You take profundity wherever you can get it, but you don’t expect to discover it in a Wikipedia section heading. The internet’s favored source of information you need to double-check isn’t something a middle school prankster made up organizes Dirk Nowitzki’s NBA career into three phases: Difficult Start (1998-99), Big Three (1999-2004) and Franchise Player (2004-present). Putting to one side that no sane observer has ever compared the Dirk-Finley-Nash trident to Bird, Parish and McHale, there isn’t a more succinct way to explain Dirk’s sustained greatness than Franchise Player (2004-present).

Here’s a longer explanation: Dirk made his fourth All-NBA team in 2004 and his 12th in 2012. He won the MVP in 2007 and was the lone star on a title-winner in 2011. He’s 38, can barely move, and still scores efficiently, functions as the Mavericks’ offensive hub for stretches, and creates late-game buckets out of nothing. Over the past five seasons, he’s averaged 19.3 points, 6.4 rebounds, and 2.2 assists per game with a true shooting percentage of 57.1. He’s been so good for so long that he’s graduated into that Dunancesque stratosphere where no one expects him to suffer a sharp decline until he shows us it’s possible.

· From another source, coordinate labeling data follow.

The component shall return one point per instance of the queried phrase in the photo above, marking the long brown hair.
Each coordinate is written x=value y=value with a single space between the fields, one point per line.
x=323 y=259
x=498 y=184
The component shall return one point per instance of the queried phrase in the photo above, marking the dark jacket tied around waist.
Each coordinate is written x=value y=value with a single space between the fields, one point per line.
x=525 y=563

There’s a decent chance he’s going to retire having had a single bad season: his rookie year, when he was 20.

No one gets effusive praise quite like an all-timer who’s a little bit past it. Circa 2009 Kobe wasn’t at his peak, but he wasted his prime on the mediocre Lakers squads that resulted from him running Shaq out of town. He had everything back then, but it was employed in the pursuit of lottery trips and early playoff exits. By the time Pau Gasol arrived and the Lakers were competing for titles again, Kobe was off-brand late MJ: still dominant, but he’d ceded the best player alive title to LeBron and wasn’t as springy or agile as he was in his mid-20s. What we appreciated about him wasn’t incandescence so much as polish. His footwork in the post and along the baseline was masterful and when he pump-faked, it was like he was pressing the jump button on his defender’s controller. Young Kobe was buoyant. Middle-Aged Kobe was heavy. He made the game almost as difficult for himself as he did for opponents. 

There are other examples. Knicks fans loved Patrick Ewing best when he had lost a step and was heroically wringing himself out for Pat Riley. The first half of Kareem’s career was more productive, but the second half was more critically acclaimed. Chris Paul’s esteem in the eyes of the pure point guardery-obsessed rises year over year as his deteriorating knees force him to lean increasingly on craftiness and economical movement.

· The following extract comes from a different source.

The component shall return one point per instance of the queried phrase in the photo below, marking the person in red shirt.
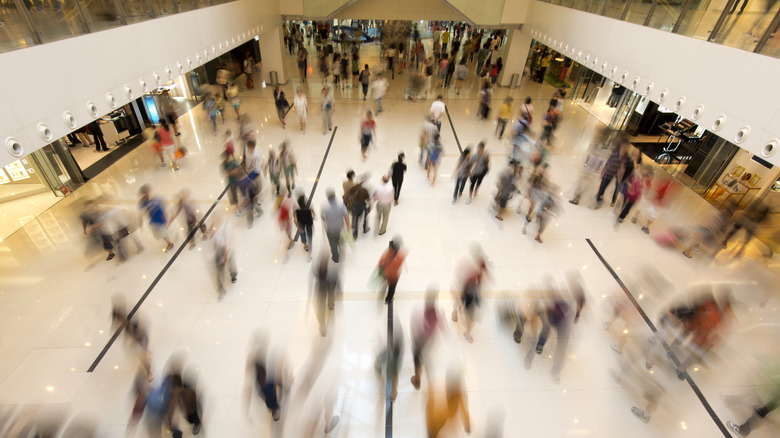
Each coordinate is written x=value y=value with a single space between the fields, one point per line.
x=389 y=266
x=367 y=133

Once upon a time, Dirk was quick for a seven-footer. In a league that wasn’t yet broadly populated by hyper-athletic big men, he was a massive problem for power forwards and centers who couldn’t stay in front of him and small forwards he could easily shoot over. He scored, not just out of the high post, but from everywhere. He drove from wing, sent opponents stumbling paintward, and drained pull-ups. He had an array of spins and up-and-unders around the basket. He shot threes off the dribble. He’s responsible for an entire generation of failed European lottery picks who weren’t nearly as complete as he was. Consider this: Dirk was drafted in 1999, and we’re just now, with Kristaps Porzingis, seeing another similarly skilled, Sequoia-sized foreigner who might be able to approximate the German’s game.

It’s been five or six years since Dirk exited his prime and his career began its slow, beautiful sunset. Most great players in their late 30s are haunted by their past selves. They go to a move that used to be a standby and dribble the ball off their foot, they try to explode toward the rim and can muster only a meager hop. Their decrepitness and deteriorating skills are made more pathetic by our memories of what they used to be able to do. There’s some dopeyness to Dirk these days because of how slow and ground-bound he is, but this iteration of him is more inspirational than disappointing. He’s riffing on the classics, finding new ways to get to old spots: hitches and feints and no-lift fadeaways. The improbability of what he does with what he has left is staggering.

Dirk signed a gold watch contract this past summer, a $50 million two-year deal that scans as a thank you for past performance and an apology from Mark Cuban, who broke up a championship Mavericks squad, then never assembled anything like a new one. Nearing 40 and retirement, Dirk is going to play out this last spell in relative obscurity for well-coached but underpowered teams that might not even make the playoffs. There’s a sad element to this, but anyone who understands how remarkable it is that he still has so much flair and fire this deep into his career will appreciate his work as remarkable no matter the context. We don’t get much of what he’s giving us, and we almost never get it for this long. For as long as his old man brilliance persists, Dirk deserves our effusiveness.